I've had my cockatiel, Sophie for five years now. When I first got him he was very friendly. He was in a cage with my parakeet Pete, both males. I never gave Sophie that much attention but I didn't neglect him. Sophie and Pete started becoming friends and really didn't want anything to do with humans. If I put my hand near him he will bight me. He also constantly lets out this very loud and annoying screech. He's doing it for attention but he won't let me touch him or go near him.

I really want to train them but all the videos I see teach you how to train a brand new bird. So basically I'm asking if I still will be able to train him or is it too late? And is it possible I could train him without trimming his wings? And also the parakeet is friendly by its self, but not when he's with Sophie, why is that happening?


(He's named Sophie because we didn't know if he was a boy or girl when we first got him and I don't know if I should change his name or not.)


----------



## tielfan (Aug 31, 2008)

It's never too late to start training. Clipping the wings isn't required, although it does make it easier to handle a bird that's completely wild.

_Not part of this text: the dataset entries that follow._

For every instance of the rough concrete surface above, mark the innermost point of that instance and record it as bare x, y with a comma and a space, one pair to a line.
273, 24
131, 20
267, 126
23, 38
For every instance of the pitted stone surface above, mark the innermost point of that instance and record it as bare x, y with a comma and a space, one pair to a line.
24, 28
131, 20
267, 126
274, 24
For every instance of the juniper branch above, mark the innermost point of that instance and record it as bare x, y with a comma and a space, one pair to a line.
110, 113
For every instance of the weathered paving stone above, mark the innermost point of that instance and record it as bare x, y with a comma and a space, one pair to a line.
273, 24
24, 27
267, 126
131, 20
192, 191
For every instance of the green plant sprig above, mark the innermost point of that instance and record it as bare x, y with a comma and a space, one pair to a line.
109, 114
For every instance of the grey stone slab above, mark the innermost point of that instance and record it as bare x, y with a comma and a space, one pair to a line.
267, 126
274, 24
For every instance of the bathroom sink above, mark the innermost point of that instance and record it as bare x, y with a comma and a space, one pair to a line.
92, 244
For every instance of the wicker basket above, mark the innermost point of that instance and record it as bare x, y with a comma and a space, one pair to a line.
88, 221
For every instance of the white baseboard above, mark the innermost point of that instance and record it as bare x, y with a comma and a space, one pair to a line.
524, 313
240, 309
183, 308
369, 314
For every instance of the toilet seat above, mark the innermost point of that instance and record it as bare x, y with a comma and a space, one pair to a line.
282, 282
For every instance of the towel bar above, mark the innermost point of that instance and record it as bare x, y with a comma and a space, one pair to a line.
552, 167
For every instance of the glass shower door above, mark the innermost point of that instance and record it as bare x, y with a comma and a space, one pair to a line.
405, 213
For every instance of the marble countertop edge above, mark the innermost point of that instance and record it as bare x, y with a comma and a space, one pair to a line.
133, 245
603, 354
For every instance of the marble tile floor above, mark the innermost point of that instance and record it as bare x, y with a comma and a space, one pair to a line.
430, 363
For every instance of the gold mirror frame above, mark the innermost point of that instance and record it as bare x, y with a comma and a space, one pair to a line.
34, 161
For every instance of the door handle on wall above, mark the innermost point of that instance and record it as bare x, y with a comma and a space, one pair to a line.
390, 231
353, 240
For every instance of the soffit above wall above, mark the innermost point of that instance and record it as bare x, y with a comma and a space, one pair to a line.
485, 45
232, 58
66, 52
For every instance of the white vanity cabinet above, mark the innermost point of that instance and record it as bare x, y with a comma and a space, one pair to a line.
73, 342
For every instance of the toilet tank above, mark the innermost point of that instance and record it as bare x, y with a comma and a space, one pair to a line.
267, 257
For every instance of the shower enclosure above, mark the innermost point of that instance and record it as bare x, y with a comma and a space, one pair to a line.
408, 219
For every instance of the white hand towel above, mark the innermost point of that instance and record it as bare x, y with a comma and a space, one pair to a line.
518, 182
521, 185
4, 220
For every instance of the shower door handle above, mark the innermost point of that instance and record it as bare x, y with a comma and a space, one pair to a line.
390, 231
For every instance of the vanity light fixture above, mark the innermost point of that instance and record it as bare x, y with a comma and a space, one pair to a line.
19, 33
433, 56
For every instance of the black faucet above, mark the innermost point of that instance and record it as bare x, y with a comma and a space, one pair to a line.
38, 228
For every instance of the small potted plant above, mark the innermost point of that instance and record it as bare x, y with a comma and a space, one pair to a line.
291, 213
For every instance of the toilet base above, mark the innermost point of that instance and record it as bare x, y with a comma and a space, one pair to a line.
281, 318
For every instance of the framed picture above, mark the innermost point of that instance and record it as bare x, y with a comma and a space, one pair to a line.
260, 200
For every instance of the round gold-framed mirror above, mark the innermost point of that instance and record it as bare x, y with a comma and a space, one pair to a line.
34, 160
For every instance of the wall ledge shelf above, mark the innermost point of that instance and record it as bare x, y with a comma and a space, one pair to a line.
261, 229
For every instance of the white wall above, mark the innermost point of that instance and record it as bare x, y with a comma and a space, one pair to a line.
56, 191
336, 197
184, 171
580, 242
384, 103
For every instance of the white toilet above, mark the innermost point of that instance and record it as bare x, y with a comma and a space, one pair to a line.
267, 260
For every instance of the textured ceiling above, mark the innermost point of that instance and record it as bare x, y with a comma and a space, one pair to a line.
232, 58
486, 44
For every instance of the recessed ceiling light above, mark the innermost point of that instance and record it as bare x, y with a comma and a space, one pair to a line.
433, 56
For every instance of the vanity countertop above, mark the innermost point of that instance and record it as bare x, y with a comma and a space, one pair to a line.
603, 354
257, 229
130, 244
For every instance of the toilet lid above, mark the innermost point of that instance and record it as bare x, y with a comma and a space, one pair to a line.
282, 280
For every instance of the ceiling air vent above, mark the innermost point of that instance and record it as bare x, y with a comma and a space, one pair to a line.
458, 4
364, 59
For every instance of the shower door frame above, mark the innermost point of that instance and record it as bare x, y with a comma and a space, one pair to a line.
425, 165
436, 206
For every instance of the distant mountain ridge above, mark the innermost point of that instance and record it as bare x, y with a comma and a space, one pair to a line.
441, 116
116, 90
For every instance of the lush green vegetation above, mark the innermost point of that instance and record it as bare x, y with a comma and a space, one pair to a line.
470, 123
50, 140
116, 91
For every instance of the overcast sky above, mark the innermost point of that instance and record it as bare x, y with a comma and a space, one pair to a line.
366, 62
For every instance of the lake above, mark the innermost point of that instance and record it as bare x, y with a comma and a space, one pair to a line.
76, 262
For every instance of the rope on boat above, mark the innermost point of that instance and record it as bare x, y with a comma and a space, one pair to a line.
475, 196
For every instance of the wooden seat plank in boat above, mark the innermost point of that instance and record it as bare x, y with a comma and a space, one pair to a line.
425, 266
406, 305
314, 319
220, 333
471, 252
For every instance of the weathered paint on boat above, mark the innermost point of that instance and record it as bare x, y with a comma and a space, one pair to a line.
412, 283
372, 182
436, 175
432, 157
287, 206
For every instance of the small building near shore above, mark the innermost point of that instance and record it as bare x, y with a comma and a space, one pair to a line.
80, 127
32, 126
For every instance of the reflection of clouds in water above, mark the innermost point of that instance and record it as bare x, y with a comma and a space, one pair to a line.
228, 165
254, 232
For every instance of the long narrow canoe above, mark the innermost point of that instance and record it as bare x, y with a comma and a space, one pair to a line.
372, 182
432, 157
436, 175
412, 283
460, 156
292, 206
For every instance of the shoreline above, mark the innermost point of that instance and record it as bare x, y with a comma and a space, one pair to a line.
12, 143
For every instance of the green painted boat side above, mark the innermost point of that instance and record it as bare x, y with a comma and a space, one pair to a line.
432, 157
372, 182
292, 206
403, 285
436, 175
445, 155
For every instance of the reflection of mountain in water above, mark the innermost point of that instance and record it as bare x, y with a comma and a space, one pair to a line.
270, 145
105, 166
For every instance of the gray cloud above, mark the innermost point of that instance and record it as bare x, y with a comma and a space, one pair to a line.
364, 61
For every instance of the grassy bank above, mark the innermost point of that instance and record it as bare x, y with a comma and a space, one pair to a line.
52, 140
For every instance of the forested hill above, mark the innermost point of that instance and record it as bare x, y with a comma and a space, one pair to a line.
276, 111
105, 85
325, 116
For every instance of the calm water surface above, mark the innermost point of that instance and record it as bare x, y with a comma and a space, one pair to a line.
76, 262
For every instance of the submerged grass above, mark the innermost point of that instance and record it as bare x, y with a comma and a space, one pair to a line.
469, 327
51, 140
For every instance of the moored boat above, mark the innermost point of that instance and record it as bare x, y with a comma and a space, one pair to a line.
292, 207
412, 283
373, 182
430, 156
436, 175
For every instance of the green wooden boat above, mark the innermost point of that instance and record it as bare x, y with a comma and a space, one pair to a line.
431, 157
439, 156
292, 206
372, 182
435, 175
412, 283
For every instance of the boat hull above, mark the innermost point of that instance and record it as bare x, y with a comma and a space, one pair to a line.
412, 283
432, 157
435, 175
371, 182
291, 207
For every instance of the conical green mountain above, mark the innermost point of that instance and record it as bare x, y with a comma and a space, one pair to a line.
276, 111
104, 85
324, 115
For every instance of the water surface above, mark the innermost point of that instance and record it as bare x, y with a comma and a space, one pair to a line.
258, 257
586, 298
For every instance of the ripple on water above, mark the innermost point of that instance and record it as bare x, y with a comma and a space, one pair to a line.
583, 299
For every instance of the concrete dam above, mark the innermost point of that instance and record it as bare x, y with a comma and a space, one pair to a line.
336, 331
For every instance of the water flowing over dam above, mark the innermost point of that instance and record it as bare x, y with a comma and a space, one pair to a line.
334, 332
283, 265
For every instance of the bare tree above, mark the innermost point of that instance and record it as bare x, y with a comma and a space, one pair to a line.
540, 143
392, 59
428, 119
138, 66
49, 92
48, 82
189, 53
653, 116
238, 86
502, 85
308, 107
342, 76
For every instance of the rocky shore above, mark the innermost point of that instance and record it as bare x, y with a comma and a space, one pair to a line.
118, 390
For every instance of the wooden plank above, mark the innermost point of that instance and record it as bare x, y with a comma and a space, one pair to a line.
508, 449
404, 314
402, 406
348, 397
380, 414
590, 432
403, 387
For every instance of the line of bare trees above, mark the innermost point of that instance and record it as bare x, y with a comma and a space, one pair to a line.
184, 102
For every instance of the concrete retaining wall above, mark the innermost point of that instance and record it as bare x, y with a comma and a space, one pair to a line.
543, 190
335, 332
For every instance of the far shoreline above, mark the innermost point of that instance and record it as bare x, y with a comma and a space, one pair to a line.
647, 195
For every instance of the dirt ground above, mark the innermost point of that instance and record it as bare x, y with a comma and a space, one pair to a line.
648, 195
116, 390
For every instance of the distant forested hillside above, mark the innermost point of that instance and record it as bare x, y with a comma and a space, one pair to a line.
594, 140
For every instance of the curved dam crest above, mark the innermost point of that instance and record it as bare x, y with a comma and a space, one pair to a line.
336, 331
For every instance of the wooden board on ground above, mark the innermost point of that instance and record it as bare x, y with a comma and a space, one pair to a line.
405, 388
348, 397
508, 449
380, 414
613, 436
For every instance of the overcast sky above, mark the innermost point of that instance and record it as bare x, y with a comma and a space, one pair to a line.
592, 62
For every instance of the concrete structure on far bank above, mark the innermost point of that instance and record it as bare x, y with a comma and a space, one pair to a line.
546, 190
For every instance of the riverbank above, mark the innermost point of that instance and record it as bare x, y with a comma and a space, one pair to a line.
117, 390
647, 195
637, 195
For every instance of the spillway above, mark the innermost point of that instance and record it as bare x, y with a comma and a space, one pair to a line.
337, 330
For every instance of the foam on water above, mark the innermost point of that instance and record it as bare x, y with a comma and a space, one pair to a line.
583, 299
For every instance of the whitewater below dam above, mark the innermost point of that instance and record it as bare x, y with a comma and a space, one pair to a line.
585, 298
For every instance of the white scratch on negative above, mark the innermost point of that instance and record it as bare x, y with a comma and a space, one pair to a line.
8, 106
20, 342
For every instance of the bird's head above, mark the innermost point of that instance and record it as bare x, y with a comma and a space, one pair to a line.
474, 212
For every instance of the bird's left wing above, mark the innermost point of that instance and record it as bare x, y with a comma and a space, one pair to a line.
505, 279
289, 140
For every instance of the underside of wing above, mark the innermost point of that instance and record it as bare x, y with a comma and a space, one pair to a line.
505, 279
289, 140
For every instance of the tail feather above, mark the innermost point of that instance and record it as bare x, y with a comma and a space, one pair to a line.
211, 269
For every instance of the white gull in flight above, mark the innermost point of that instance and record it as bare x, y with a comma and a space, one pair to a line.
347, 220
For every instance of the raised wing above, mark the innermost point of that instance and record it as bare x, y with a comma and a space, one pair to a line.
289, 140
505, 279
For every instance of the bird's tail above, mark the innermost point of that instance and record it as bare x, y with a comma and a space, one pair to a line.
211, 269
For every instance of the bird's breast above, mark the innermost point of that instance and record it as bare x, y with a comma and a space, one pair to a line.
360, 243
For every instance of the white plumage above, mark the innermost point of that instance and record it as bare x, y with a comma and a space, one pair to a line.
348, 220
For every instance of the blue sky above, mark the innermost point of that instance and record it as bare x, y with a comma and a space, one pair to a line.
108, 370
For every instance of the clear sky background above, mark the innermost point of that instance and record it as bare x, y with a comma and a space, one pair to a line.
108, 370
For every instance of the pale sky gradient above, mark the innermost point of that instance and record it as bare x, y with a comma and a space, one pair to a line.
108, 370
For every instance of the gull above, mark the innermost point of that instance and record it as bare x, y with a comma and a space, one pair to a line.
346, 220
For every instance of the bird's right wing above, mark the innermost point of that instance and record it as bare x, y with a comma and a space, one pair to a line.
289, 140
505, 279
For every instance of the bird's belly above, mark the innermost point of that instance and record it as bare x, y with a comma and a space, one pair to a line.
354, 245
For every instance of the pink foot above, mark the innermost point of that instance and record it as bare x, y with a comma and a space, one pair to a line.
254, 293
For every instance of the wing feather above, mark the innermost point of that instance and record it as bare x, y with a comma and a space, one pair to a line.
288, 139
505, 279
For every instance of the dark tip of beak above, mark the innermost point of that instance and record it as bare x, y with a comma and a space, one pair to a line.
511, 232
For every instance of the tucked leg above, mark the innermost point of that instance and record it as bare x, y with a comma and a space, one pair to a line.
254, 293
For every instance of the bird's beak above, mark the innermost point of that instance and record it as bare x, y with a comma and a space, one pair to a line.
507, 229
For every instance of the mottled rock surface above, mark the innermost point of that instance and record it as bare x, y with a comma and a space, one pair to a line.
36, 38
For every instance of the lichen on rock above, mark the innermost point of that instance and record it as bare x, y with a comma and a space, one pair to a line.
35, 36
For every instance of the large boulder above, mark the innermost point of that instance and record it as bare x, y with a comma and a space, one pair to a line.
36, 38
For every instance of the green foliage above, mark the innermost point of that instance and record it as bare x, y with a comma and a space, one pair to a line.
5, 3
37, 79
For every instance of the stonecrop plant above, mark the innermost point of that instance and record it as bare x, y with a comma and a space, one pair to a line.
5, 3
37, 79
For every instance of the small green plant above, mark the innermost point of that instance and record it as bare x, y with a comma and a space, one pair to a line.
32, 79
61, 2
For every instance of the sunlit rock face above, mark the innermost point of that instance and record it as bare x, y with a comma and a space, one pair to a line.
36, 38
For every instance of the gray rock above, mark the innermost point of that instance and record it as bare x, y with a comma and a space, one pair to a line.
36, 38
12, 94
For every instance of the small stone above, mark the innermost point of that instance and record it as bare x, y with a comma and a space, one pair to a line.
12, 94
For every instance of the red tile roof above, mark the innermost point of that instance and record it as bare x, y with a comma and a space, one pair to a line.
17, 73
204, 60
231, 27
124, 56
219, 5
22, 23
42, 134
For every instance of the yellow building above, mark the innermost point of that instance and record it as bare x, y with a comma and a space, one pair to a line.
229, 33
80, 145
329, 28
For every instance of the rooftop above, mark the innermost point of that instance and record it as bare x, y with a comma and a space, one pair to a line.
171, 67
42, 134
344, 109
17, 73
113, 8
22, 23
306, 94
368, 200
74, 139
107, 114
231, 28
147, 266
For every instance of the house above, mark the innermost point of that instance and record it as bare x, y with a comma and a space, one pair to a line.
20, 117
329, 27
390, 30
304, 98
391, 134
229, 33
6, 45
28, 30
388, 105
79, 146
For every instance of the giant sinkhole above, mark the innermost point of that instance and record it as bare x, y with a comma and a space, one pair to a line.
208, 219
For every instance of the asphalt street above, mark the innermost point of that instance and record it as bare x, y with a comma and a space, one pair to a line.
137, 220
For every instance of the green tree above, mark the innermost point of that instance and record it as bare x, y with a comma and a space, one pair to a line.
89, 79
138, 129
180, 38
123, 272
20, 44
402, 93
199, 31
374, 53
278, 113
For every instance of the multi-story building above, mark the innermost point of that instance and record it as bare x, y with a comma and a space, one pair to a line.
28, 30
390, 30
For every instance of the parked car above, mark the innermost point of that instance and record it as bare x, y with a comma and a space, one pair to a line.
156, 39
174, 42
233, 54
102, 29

An easy way to start is to hold treats in your hand for your birds to eat. If Sophie is too nervous or too aggressive to get very close to the hand, use a long piece of millet spray that he can nibble from a distance and gradually adjust your grip. When Sophie is comfortable with eating right out of your hand, you can use the treat to lure him into stepping on the hand.


----------



## Road Runner (Aug 21, 2010)

tielfan said:


> It's never too late to start training. Clipping the wings isn't required, although it does make it easier to handle a bird that's completely wild.
> 
> An easy way to start is to hold treats in your hand for your birds to eat. If Sophie is too nervous or too aggressive to get very close to the hand, use a long piece of millet spray that he can nibble from a distance and gradually adjust your grip. When Sophie is comfortable with eating right out of your hand, you can use the treat to lure him into stepping on the hand.


I've been trying that I'll see how it goes. I've never clipped a birds wings, do you think it would be safe to try it just by what I've seen on the internet?


----------



## LoveBilly (Dec 4, 2008)

I don't think it's wise to clip a birds wings if you are not sure how to do it. Please find someone who has experience, as clipping their wings incorrectly can cause more damage than good, not to mention you have to watch you don't trim too far.


----------



## xxxSpikexxx (Jul 30, 2007)

All the ways to train a new bird can work with a bird you have had for awhile. It is all about gaining their trust. Here is a link I like  http://www.birdchannel.com/bird-magazines/bird-talk/2009-june/taming-of-tiel.aspx
I would get him clipped by someone who has done it before, mabey you can find a breeder that can do it for you


----------